また、ポルポト時代の同国の様子を少し勉強していたということもあり、興味を持って映画館に足を運びました。

でも期待したほどではなかった。
アヌシーで受賞したということですが、とくに感動はしなかった。
凡庸と言いたくはないが、特筆すべきことのない作品でした。

ポルポト時代の4年間で犠牲になった人は、100万とも200万ともいわれています。
カンボジア全土で虐殺が行われ、遺体の多くは土に埋められました。
多数の遺体が埋められた土地(キリング・フィールド)では、土壌の表面まで脂が滲み出していたといいます。

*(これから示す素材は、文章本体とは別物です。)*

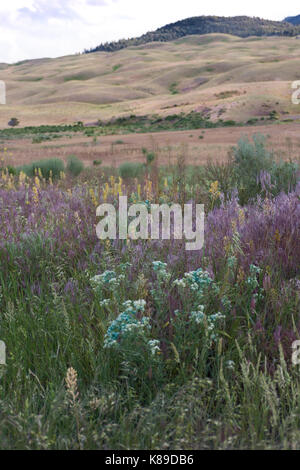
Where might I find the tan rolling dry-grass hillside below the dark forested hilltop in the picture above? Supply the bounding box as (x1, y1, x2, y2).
(0, 34, 300, 128)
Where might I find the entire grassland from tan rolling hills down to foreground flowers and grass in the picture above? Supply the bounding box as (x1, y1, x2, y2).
(0, 34, 300, 451)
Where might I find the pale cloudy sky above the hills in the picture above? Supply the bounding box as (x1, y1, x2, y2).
(0, 0, 300, 63)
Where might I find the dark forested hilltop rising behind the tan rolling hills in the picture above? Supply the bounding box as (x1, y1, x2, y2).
(85, 16, 300, 53)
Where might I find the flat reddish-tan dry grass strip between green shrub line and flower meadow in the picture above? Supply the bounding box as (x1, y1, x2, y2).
(5, 123, 300, 166)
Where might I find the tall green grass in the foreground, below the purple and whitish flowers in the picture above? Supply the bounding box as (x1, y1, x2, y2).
(0, 233, 300, 450)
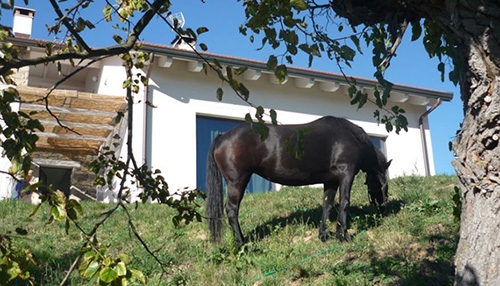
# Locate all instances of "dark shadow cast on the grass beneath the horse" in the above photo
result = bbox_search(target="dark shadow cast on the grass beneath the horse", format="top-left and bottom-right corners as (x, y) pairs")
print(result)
(247, 200), (402, 244)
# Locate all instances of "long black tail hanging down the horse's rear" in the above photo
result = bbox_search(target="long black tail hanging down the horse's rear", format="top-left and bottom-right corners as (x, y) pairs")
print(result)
(206, 137), (224, 241)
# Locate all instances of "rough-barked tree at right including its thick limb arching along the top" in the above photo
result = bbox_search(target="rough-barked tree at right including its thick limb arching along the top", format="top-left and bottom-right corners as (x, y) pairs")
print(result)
(330, 0), (500, 285)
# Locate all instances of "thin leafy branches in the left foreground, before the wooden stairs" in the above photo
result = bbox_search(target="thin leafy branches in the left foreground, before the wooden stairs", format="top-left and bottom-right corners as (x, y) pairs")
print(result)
(0, 0), (205, 285)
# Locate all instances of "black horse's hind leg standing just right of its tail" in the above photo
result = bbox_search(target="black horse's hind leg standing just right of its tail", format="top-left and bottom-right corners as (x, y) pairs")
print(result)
(226, 176), (250, 247)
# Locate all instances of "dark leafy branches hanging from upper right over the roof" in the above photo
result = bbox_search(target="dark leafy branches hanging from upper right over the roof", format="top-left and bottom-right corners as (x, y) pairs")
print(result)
(240, 0), (461, 133)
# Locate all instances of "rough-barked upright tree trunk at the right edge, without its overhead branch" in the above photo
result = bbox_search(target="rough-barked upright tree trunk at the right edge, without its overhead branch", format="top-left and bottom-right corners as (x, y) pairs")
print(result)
(453, 9), (500, 285)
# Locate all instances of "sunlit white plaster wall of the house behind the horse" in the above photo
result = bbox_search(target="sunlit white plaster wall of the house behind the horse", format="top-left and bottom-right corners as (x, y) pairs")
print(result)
(148, 58), (434, 192)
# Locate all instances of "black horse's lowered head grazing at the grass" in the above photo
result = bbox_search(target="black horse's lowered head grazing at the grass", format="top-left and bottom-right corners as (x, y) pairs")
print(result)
(365, 160), (392, 210)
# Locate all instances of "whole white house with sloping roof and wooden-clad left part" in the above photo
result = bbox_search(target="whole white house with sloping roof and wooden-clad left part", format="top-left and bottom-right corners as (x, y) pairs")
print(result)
(0, 7), (453, 200)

もちろん、本作でも悲惨な出来事は数々描かれているのですが、「親子愛」がテーマのアニメーション作品ということもあってか、そういった陰惨さ、生々しさは抑えて表現されていました。
それゆえに、極限状態に置かれた人間たちを描いているわりには、どこか緊迫感に欠けるような気がした。

ストーリーも想定内のものでした。
強制労働下における人々の生活について何か新たな知識を得ることができるかなと思っていたのですが、それもほとんどなかった。
そして、いちばん大事な、映画のクライマックスであるはずの、親子が再会する場面もわりとあっさりとしている。
もっとも、このシーンは、長きにわたる過酷な生活によって、親子双方の、とくに子どもの人間的な感情が鈍麻したということを表しているのはわかるのですが、それにしてもちょっと拍子抜けでした。

あと、これは僕がじっさいにカンボジアを訪れているから思うのですが、舞台となった現地の雰囲気があまり伝わってこなかった。
その要因のひとつは、セリフが全編フランス語ということ。どうしても「違うんだなぁ」と思ってしまいます。
それから、映像からも東南アジアの温度や湿度をあまり感じなかった。

ちなみに、カンボジアの土はもっともっと紅い。
ポルポト時代に虐殺され埋められた人々の血が滲み出しているのかと思うほど紅い。
僕がカンボジアを旅して印象的だったのは、その大地の紅さと、人々が身につけている「クロマー」の鮮やかさです。
まあそこまでローカルカラーを打ち出す必要も、リアリティーを追求する必要もないのだろうけれど。

あと、タイトルの意味するところも、ちょっとわかりにくいかも。